Harry was quiet for a moment. "All right, then," he said at last. "If that's what you want to do, that's what we'll do."

She was fairly certain that he was mostly agreeing just to humour her, and because he didn't have any better ideas, but at least they were doing something semi-constructive at last, however pointless it might turn out to be.

"I have to say, though," Harry added as they walked past the well and out of the village once more, "I don't like our chances of finding the exact spot…"



Liz checked her figures one last time and made another minute adjustment to one of the more delicate controls on the alien device. It had to be exactly right and fatigue was hanging over her like a fog now, after hours of intense concentration and next to no sleep, running on little more than caffeine and stress. It would be so easy to make a mistake at this stage, ruining everything. She checked the figures again and then looked around.

Tom Craddock, the time-stranded man from 1834, was looking wide-eyed and anxious as he sat against the far wall, having a soothing cup of tea with Ruth Bellamy, the sergeant acting up as MO in Harry's absence. Over in the exterior doorway, meanwhile, the Brigadier was locked in some urgent discussion or other via the field telephone. Benton was close at hand, however, yawning as he struggled to stay awake, so it was to him that she addressed her next remark. "We're almost ready to begin now, Mr Benton, if you'd like to warn Sergeant Bellamy to get Mr Craddock ready and to be on standby to receive new patients."

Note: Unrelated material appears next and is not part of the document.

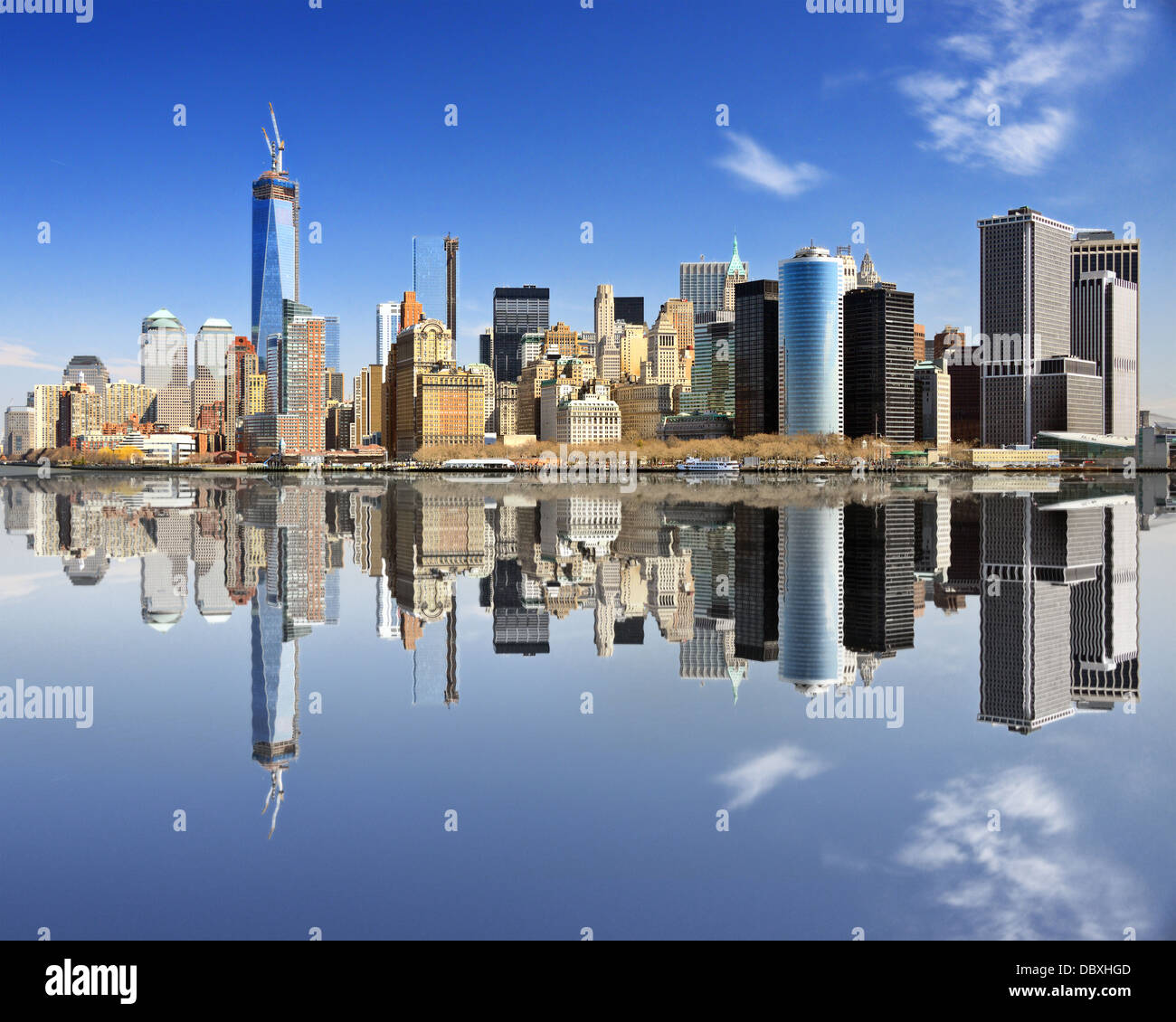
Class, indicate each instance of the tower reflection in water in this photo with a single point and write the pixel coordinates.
(826, 582)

He frowned. "You mean you think they'll be out cold when they come through, like that chap was?"

"Well, I've refined the calibration to the best of my ability," Liz told him, "Which I hope should minimise the damaging effect of transit through the portal, but unfortunately there's very limited data available to base those calculations on."

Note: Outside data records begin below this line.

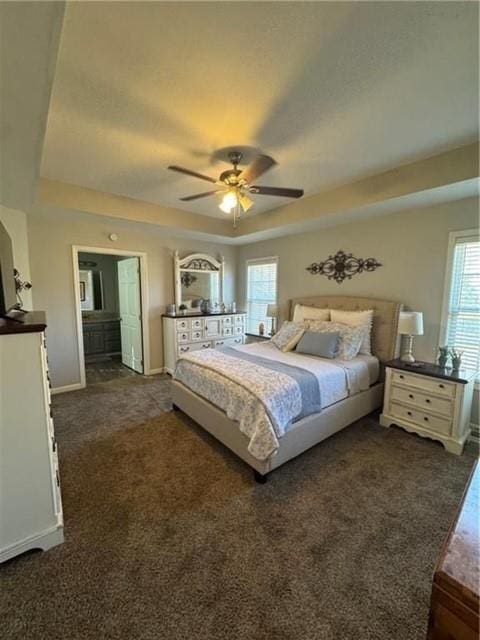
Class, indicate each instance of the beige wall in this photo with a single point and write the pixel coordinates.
(51, 236)
(15, 222)
(412, 247)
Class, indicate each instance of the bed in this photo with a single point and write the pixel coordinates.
(214, 389)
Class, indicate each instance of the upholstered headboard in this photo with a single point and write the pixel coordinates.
(385, 318)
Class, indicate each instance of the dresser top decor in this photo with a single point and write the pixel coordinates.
(30, 322)
(342, 266)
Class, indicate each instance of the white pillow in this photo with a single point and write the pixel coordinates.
(350, 337)
(289, 336)
(302, 312)
(356, 319)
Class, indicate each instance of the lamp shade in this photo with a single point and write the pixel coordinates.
(411, 323)
(272, 310)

He didn't appear to be much the wiser. "Limited data?"

"Two previous journeys through the portal: one human and one Tyrsian – Mr Craddock and Brask. Those are the only case studies available to me," she explained. Scientifically speaking, it simply wasn't possible to draw any definitive conclusions from such a small and unrepresentative sample, but she'd been forced to hypothesise as best she could, in the circumstances. "Brask remained comatose a lot longer than Mr Craddock, and while the cumulative impact of two such journeys in rapid succession must be taken into account, Tyrsians also have a much denser molecular structure than humans, which…"

The blank expression on Benton's face told her she'd lost her audience. This was another aspect of working for UNIT that she hadn't missed after her return to Cambridge: the need to find a way to explain complex scientific principles to military minds.

"Look, what I'm trying to say is that I've done everything I can to minimise the neurological trauma caused by transit through the portal, based on my limited understanding of how the machine works, but can't eradicate it altogether, not in the time available and not without a lot more test data to study. So –"

"Mr Benton!" Interrupting her mid-sentence, the Brigadier was charging across the factory floor toward them, waving the handset of the field telephone and looking highly agitated.

Benton snapped to attention. "Sir?"

"Word from Control – they've got a read on those creatures –"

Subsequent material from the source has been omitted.